Thats that i will think of more things and blog alot cos i see myself not blogging so often in the near future.


Whats been happening in blogsville? let me run round and go check like a lil amebo...

Wednesday, August 29, 2007

Happenings

Been making cold calls, calling firms to speak to their practice managers and i have gotten my c.v into the hands of many. The last man i called a partner of high reputation in Nigeria, i met at a conference earlier on in the year, (i have done 2 tests in that firm and 2 interviews, they will think am a die hard) anyway my c.v is in his inbox, nice old man, he has promised that it's going to be good.





Because i know if i get a "busier" job i wont feel too redundant and therefore wont feel so bad anymore (i hope).



DH travelled yesterday, so hopefully when he gets back i'll be slimmer, happier and ready to start cooking him nice meals again. Did i mention that because i have been sad/ bored i havent been cooking anything special.
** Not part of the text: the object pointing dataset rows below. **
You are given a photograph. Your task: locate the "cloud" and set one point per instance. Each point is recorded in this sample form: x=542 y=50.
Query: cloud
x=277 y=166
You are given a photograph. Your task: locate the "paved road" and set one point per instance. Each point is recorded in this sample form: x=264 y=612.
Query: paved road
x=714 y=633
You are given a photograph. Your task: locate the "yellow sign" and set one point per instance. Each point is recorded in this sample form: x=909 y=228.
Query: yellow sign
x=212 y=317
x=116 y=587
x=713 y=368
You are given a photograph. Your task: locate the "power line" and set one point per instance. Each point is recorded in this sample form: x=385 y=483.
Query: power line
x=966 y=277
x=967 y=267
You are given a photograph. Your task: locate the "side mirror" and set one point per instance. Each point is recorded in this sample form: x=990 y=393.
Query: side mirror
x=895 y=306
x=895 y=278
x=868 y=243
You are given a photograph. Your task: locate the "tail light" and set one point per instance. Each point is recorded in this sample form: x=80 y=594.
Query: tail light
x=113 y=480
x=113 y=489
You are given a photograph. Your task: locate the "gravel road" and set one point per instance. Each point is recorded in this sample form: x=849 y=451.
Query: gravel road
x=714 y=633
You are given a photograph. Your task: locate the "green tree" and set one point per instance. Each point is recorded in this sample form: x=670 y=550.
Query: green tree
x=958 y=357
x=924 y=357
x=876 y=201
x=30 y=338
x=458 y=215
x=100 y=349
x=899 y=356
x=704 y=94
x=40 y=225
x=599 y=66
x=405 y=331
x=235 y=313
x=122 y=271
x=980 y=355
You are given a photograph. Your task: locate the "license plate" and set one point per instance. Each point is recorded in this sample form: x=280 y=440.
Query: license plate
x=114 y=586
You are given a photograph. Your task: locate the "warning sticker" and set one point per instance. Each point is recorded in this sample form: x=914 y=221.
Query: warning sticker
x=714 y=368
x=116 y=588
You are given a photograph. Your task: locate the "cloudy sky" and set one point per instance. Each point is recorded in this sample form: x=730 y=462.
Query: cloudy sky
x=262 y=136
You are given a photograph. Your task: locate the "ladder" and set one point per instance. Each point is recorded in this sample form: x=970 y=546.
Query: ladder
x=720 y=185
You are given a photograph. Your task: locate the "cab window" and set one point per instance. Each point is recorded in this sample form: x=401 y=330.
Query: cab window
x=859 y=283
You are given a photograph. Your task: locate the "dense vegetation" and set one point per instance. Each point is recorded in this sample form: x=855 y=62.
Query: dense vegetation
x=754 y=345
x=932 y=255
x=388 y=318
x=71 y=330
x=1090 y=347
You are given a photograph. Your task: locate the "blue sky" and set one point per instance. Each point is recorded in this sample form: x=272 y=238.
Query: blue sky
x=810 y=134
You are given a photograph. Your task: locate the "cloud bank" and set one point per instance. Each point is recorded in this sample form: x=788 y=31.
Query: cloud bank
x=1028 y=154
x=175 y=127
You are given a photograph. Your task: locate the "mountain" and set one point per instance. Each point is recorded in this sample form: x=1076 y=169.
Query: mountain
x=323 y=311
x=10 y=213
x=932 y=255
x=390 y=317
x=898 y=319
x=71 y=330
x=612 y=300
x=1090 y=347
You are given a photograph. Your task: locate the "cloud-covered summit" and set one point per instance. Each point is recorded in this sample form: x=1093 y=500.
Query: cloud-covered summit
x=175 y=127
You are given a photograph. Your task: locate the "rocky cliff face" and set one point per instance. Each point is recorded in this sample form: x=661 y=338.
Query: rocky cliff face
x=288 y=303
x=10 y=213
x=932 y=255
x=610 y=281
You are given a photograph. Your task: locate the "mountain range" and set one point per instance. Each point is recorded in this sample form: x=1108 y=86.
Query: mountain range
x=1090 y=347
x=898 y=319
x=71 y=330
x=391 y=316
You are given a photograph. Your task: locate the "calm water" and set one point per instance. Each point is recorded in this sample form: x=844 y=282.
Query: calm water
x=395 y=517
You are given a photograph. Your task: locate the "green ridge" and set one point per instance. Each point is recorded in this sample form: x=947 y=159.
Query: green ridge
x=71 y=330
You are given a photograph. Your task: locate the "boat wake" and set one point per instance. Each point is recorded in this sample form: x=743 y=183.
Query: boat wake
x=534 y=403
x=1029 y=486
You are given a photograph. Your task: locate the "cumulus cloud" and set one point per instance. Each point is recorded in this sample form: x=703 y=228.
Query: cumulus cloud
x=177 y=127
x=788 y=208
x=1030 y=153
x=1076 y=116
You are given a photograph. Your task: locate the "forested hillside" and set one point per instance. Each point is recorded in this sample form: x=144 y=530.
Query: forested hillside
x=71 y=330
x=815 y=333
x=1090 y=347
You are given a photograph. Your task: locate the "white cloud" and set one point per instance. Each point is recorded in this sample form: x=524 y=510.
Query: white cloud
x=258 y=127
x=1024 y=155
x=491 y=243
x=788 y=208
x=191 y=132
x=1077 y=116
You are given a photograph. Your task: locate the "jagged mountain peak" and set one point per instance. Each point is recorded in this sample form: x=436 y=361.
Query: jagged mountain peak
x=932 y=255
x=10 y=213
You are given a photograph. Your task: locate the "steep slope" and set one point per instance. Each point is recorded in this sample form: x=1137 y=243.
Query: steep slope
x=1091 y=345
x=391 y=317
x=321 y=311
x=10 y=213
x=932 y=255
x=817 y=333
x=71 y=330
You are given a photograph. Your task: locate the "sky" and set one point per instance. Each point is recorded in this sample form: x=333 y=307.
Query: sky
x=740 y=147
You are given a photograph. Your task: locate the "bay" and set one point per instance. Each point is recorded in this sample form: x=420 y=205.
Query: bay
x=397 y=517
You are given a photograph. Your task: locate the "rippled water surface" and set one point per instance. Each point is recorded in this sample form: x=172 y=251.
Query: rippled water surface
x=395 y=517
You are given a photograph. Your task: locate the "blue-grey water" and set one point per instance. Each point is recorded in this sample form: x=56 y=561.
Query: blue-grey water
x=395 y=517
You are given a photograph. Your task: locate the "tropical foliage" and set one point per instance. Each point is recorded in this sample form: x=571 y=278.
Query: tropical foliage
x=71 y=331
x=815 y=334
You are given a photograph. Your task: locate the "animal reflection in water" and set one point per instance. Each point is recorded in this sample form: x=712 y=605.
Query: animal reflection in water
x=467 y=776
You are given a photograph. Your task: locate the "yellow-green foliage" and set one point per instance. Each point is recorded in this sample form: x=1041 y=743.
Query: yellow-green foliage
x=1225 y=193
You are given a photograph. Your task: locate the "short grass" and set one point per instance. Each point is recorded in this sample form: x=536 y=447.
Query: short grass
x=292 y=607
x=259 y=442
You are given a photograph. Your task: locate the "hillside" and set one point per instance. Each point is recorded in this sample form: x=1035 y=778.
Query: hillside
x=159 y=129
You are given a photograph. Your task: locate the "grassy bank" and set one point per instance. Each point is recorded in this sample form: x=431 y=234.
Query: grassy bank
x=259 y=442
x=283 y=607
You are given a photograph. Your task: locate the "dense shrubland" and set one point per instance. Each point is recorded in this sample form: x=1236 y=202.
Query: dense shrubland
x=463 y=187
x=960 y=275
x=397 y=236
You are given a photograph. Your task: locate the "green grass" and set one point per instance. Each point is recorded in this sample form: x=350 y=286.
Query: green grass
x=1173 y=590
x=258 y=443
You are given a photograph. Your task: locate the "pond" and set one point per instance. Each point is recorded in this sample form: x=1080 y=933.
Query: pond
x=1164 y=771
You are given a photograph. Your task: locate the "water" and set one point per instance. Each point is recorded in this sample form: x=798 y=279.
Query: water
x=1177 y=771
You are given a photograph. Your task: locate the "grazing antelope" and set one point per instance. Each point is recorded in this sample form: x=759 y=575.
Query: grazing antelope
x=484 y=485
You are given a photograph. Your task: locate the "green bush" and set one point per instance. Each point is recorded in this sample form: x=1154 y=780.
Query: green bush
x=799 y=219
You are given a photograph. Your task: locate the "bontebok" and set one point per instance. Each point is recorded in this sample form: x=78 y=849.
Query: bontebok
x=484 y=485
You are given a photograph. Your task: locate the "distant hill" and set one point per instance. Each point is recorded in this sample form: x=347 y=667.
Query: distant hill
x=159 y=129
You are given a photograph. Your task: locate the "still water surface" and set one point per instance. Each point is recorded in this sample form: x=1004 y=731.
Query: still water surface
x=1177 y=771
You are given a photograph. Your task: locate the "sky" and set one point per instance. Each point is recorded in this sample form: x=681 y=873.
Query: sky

I made a big pot of stew and small soup and we have been doing yam, rice, pasta and stew over and over again. Am a good wife but i guess i had reached my boiling point. Please i have noted don't worry or chill advice i have heard enough already, thanks. Am just trying to write thats all.



And DH would be refreshed and bring back lots of pressies as always. Awww i missed him yesterday night already, it's funny how you get used to lieing next to someone everyday of your life. But on a lighter note there shall be no form of cooking by me for 2 weeks, am on home duties vacation wow! And lets hope the weight goes off.



Am off to hang out with my mother in-law on friday, that's the burial date, tanx to me listening to advice for once. So hopefully i'll come back refreshed and ready to start work. I am seriously thinking of resigning, seriously. Cos am of the school that believes that no one deserves to be unhappy and i cut off things that make me that way.




Anyway am skipping work tomorrow, i don't care if am the last man standing, that's just not my business anymore. As a christian i feel guilty that i use my firms resources to job hunt everyday. So lets say am staying away and that's the only thing i feel guilty about anyway.



I will come back with jist from the ancient city am visiting, for now wish me well.